The event has been held every Memorial Day weekend since 1983, when it was launched by Tom Metcalfe, an area businessman who owned the Hilldale Mall location of Sentry Foods in Madison. Initially held in the parking lot in front of the Metcalfe's Sentry store, the event was intended as a customer appreciation event for those who shopped there, but soon evolved into a fundraiser for local charities. Bratwurst, hot dogs, and soft drinks are served at the festival. Tom Metcalfe's sons, Tim and Kevin, are now coordinators for the event.

== Overview ==
In the early years of the event, Brat Fest was held over both the Memorial Day and Labor Day weekends. After the move to the Willow Island site, organizers decided to hold the event only on Memorial Day weekend, to minimize expenses. Many non-profit groups donate grillers and servers. Local celebrities and politicians volunteer time as servers during the event. Past servers have included Wisconsin Governor Jim Doyle and Senator Tammy Baldwin.

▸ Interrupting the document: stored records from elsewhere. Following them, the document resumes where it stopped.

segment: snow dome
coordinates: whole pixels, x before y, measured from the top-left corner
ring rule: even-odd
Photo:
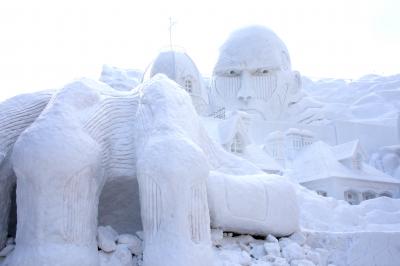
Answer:
[[[270,29],[252,26],[233,32],[220,48],[214,72],[231,69],[290,70],[289,52]]]
[[[148,80],[158,73],[167,75],[191,96],[199,114],[208,112],[208,96],[203,80],[193,60],[183,51],[162,51],[150,64],[143,79]]]
[[[314,106],[304,101],[307,97],[300,89],[300,74],[291,70],[282,40],[266,27],[250,26],[234,31],[221,46],[210,102],[213,111],[241,110],[267,121],[320,120],[320,115],[310,114],[309,107]],[[314,109],[312,113],[319,112]]]

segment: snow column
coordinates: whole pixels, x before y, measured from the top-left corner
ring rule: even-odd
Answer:
[[[96,94],[81,87],[61,90],[14,145],[18,225],[5,266],[99,265],[100,149],[79,119]]]

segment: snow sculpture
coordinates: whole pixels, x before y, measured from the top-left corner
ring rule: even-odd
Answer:
[[[203,78],[187,53],[178,50],[161,52],[148,67],[143,79],[148,80],[160,73],[167,75],[189,93],[198,114],[208,114],[208,96]]]
[[[246,224],[254,223],[258,233],[282,235],[298,228],[291,184],[272,179],[268,184],[268,175],[214,144],[189,95],[164,75],[131,92],[82,79],[60,91],[20,99],[22,116],[8,109],[18,100],[0,105],[7,125],[18,129],[1,135],[7,142],[3,157],[13,166],[4,168],[5,176],[12,182],[16,174],[18,205],[16,248],[5,266],[99,265],[99,196],[107,182],[123,176],[139,181],[145,265],[212,265],[207,199],[216,202],[212,197],[220,194],[207,197],[213,176],[225,175],[219,188],[233,194],[245,184],[245,197],[260,184],[265,188],[257,198],[263,201],[252,206],[254,217],[232,219],[239,209],[229,206],[237,199],[226,197],[218,203],[225,204],[224,213],[211,217],[214,225],[249,232]],[[275,190],[288,195],[279,206],[274,206]],[[253,203],[243,199],[240,208]]]
[[[279,37],[262,26],[233,32],[220,48],[210,102],[214,111],[242,110],[267,121],[321,120],[321,105],[301,91],[289,52]]]
[[[50,92],[24,94],[0,105],[0,249],[7,237],[10,194],[15,184],[10,152],[18,136],[37,118],[50,97]]]
[[[385,146],[371,155],[369,164],[400,179],[400,145]]]

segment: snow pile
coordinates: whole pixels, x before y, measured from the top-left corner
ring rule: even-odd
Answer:
[[[297,187],[302,230],[327,232],[399,232],[400,200],[379,197],[360,205],[325,198]]]
[[[142,265],[142,240],[137,235],[118,233],[111,226],[99,226],[97,243],[100,266]]]
[[[222,233],[220,233],[222,234]],[[224,237],[214,240],[216,266],[314,266],[328,264],[328,251],[306,244],[303,233],[297,232],[279,240],[272,235],[255,239],[250,235]]]
[[[130,91],[135,88],[142,79],[142,72],[133,69],[122,69],[104,65],[100,81],[110,85],[119,91]]]
[[[282,40],[264,26],[245,27],[234,31],[220,48],[214,72],[246,67],[290,69],[289,52]]]
[[[355,81],[303,77],[303,89],[325,103],[331,120],[395,125],[400,112],[400,75],[368,75]]]

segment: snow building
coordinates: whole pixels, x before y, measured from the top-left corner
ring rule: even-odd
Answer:
[[[290,128],[285,133],[274,131],[267,136],[264,150],[282,166],[288,165],[298,153],[314,142],[314,135],[306,129]]]
[[[130,91],[139,85],[142,75],[139,70],[103,65],[99,80],[116,90]]]
[[[202,120],[209,136],[225,150],[250,161],[266,173],[283,173],[283,167],[262,149],[262,145],[252,142],[247,113],[234,112],[225,119],[203,117]]]
[[[363,200],[400,196],[397,180],[364,163],[358,141],[330,146],[317,141],[293,159],[291,178],[322,196],[358,204]]]
[[[162,51],[143,74],[143,80],[156,74],[165,74],[185,89],[192,98],[192,103],[200,115],[208,114],[208,95],[196,64],[183,51]]]

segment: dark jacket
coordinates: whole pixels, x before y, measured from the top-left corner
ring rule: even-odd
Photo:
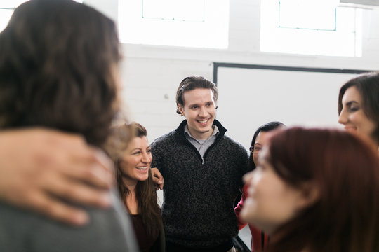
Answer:
[[[203,160],[185,136],[186,124],[152,144],[152,167],[164,178],[166,239],[188,247],[217,246],[238,233],[233,207],[248,171],[247,152],[215,120],[220,133]]]

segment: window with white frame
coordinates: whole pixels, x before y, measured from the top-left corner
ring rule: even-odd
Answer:
[[[227,48],[229,0],[119,1],[122,43]]]
[[[83,0],[74,0],[82,3]],[[0,31],[4,29],[8,24],[15,8],[27,0],[1,0],[0,1]]]
[[[260,50],[361,56],[361,10],[334,0],[262,0]]]

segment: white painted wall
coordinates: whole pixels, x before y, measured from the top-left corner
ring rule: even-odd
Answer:
[[[118,15],[122,15],[122,12],[118,13],[118,1],[125,0],[84,0],[84,2],[117,20]],[[180,81],[192,74],[212,80],[213,62],[334,69],[379,69],[378,9],[364,10],[362,57],[337,57],[260,52],[260,0],[230,0],[230,4],[228,49],[122,45],[125,55],[121,66],[124,86],[122,95],[128,105],[131,120],[147,127],[151,141],[175,129],[183,119],[175,113],[175,96]],[[246,80],[236,77],[239,82]],[[253,90],[249,90],[248,85],[246,88],[245,92],[254,92]],[[230,120],[234,119],[231,115]],[[227,128],[227,122],[223,122]],[[246,136],[248,139],[251,138],[253,130]]]
[[[117,22],[118,15],[122,15],[122,12],[119,13],[117,10],[118,1],[126,0],[84,0],[84,3],[105,13]],[[364,10],[361,57],[304,56],[260,52],[260,0],[230,0],[230,2],[228,49],[122,45],[125,55],[121,66],[124,86],[122,96],[128,105],[130,119],[147,127],[150,141],[176,128],[183,119],[175,113],[175,97],[180,81],[190,75],[201,75],[212,80],[213,62],[333,69],[379,69],[378,9]],[[254,93],[255,90],[251,88],[253,85],[248,85],[246,80],[239,78],[239,76],[236,76],[236,79],[239,83],[246,83],[241,92]],[[260,80],[256,80],[257,82]],[[335,108],[331,109],[337,111],[337,97],[335,99]],[[218,109],[225,108],[219,107]],[[247,111],[251,108],[241,107],[241,109]],[[253,113],[251,114],[254,116]],[[227,120],[235,120],[232,111],[229,118],[225,113],[222,116],[225,119],[222,122],[227,128]],[[247,130],[250,133],[246,136],[248,140],[244,142],[248,143],[255,130],[255,126]],[[233,136],[236,132],[230,131],[228,134]],[[162,200],[161,193],[159,197]]]

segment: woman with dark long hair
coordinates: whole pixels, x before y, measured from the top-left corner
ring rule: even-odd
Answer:
[[[251,139],[251,144],[250,145],[249,164],[252,171],[256,167],[255,164],[257,164],[259,153],[267,143],[270,132],[284,126],[280,122],[270,122],[261,125],[255,130],[253,136],[253,139]],[[248,224],[246,222],[242,220],[240,217],[241,210],[244,206],[244,202],[247,197],[247,188],[248,185],[245,185],[242,189],[241,200],[234,208],[238,220],[238,228],[240,230]],[[258,251],[266,248],[268,243],[268,236],[253,225],[249,224],[248,228],[251,232],[251,251]]]
[[[379,251],[379,161],[364,139],[280,130],[245,178],[241,216],[270,235],[268,251]]]
[[[114,22],[93,8],[71,0],[21,4],[0,33],[0,129],[38,127],[79,134],[100,153],[119,110],[119,59]],[[65,153],[60,159],[72,158]],[[41,166],[51,162],[48,155],[36,159]],[[30,180],[39,176],[31,172]],[[48,197],[59,202],[58,192],[77,194],[62,186],[70,179],[46,181],[57,191]],[[130,220],[115,192],[110,195],[111,207],[86,207],[89,220],[79,227],[0,202],[0,251],[136,251]],[[74,200],[65,203],[84,207]],[[62,205],[55,207],[67,211]],[[53,206],[44,207],[48,211]]]
[[[379,150],[379,72],[360,75],[341,87],[338,115],[347,131],[368,138]]]
[[[164,251],[161,208],[150,169],[152,150],[139,123],[112,129],[106,149],[116,169],[117,187],[129,213],[141,251]]]

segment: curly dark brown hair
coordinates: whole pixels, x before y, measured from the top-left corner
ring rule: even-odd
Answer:
[[[0,34],[0,127],[79,133],[101,146],[119,110],[114,22],[69,0],[32,0]]]

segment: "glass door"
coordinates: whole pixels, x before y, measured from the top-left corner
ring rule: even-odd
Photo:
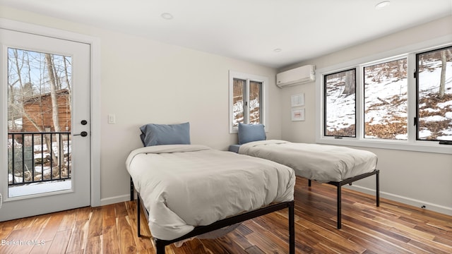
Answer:
[[[0,221],[90,205],[90,45],[0,29]]]

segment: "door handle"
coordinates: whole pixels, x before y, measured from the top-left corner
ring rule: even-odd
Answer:
[[[86,131],[82,131],[80,134],[74,134],[73,135],[81,135],[82,137],[86,137],[88,135],[88,133]]]

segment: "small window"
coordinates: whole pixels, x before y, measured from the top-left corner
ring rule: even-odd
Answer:
[[[356,137],[356,70],[324,76],[326,136]]]
[[[452,140],[452,47],[416,55],[416,138]]]
[[[408,140],[407,59],[364,66],[364,138]]]
[[[230,132],[237,133],[239,123],[265,125],[266,77],[230,72]]]

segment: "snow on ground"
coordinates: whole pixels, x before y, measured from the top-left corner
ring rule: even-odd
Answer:
[[[430,97],[439,92],[439,82],[431,80],[438,80],[441,73],[441,61],[426,62],[424,64],[428,65],[429,68],[428,70],[426,68],[425,71],[419,73],[420,96]],[[446,94],[450,95],[452,94],[452,62],[447,63],[446,70]],[[340,81],[338,79],[335,80],[335,82]],[[381,79],[381,81],[375,83],[368,78],[366,80],[366,83],[371,85],[366,85],[364,89],[365,121],[372,125],[387,124],[394,121],[400,121],[400,118],[395,119],[394,116],[406,119],[408,116],[408,79],[396,80],[394,78],[386,78]],[[335,80],[331,80],[329,82],[333,83]],[[334,85],[328,87],[334,87]],[[329,90],[326,92],[328,131],[339,131],[355,124],[355,107],[359,105],[355,105],[355,95],[345,96],[342,94],[342,89]],[[393,102],[393,99],[395,98],[399,99],[398,103]],[[384,105],[383,102],[391,102],[391,104],[389,106]],[[438,103],[437,108],[435,109],[423,109],[422,107],[424,106],[420,104],[420,108],[429,112],[439,112],[441,109],[448,109],[449,111],[444,115],[429,116],[420,120],[436,122],[448,119],[452,123],[452,100]],[[429,130],[422,130],[420,131],[420,137],[428,138],[432,133],[433,132]],[[444,135],[438,137],[438,139],[452,140],[451,127],[443,130],[442,133]],[[406,135],[399,135],[396,138],[406,140],[408,137]]]

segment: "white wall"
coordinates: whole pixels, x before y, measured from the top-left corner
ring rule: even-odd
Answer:
[[[304,64],[322,68],[347,62],[406,45],[452,35],[452,16],[441,18],[403,32],[356,45],[322,57],[287,66],[285,71]],[[285,88],[282,90],[282,139],[295,142],[315,143],[316,99],[314,83]],[[290,120],[290,95],[305,94],[304,121]],[[414,205],[426,205],[443,213],[452,214],[452,155],[394,150],[371,149],[379,157],[380,187],[382,197]],[[374,193],[374,178],[354,183],[355,189]]]
[[[125,160],[142,146],[139,126],[189,121],[191,143],[227,150],[228,71],[268,77],[269,138],[280,138],[280,92],[275,70],[172,46],[143,37],[56,20],[0,6],[0,17],[78,32],[100,39],[101,203],[129,198]],[[116,124],[107,123],[107,114]]]

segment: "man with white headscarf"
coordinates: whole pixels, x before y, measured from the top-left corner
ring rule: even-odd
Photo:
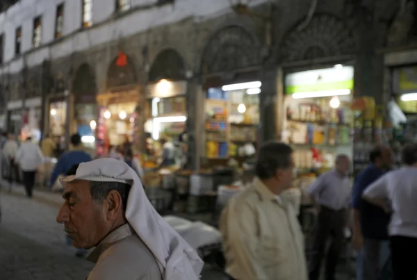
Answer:
[[[95,249],[88,280],[197,280],[204,263],[156,213],[136,173],[100,158],[74,165],[61,179],[56,220],[76,247]]]

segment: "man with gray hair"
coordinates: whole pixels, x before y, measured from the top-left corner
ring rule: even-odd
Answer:
[[[293,201],[293,149],[276,142],[258,151],[253,187],[232,197],[220,229],[231,279],[307,280],[304,239]]]
[[[113,158],[74,166],[61,179],[56,220],[78,248],[95,247],[88,280],[197,280],[204,263],[158,214],[136,172]]]
[[[350,169],[349,157],[339,154],[336,157],[334,169],[321,174],[307,190],[314,197],[319,209],[310,280],[320,277],[321,262],[329,239],[332,242],[327,255],[325,279],[336,279],[336,267],[345,238],[352,189],[348,177]]]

In 2005, Brat Fest was relocated from its Hilldale Shopping Center location, which had grown too small for the crowds, to Willow Island at the Alliant Energy Center. In 2006, two filmmakers, Benjamin Lamb and Vernon Johnson, created a documentary film honoring Brat Fest. Released on July 15, 2006, the film contained interviews with Governor Jim Doyle, Brat Fest Organizer Tim Metcalfe, Kevin Metcalfe and the wife of Tom Metcalfe.

In 2009, 208,752 brats were consumed, which is believed to be a world record for single festival over a four-day period. In 2010, Brat Fest set a new "self-proclaimed" world record by selling 209,376 brats during the four-day festival.

In 2011, the festival was chosen by Parade magazine as one of the top 50 festivals in the U.S. During the 2011 Wisconsin protests, it was made public that the main sponsor of festival, Johnsonville Foods, made contributions towards the election of the Republican Governor Scott Walker. This led to calls to boycott the festival, as well as the formation of several small left-wing alternative events.

In 2012, Brat Fest was again recognized by Parade magazine as one of the top festivals in the U.S. In 2015, Brat Fest featured four music stages with 100 bands performing, including Charlie Daniels Band and Bret Michaels.

In 2020, the Brat Fest was canceled with officials citing the COVID-19 pandemic as grounds for cancellation.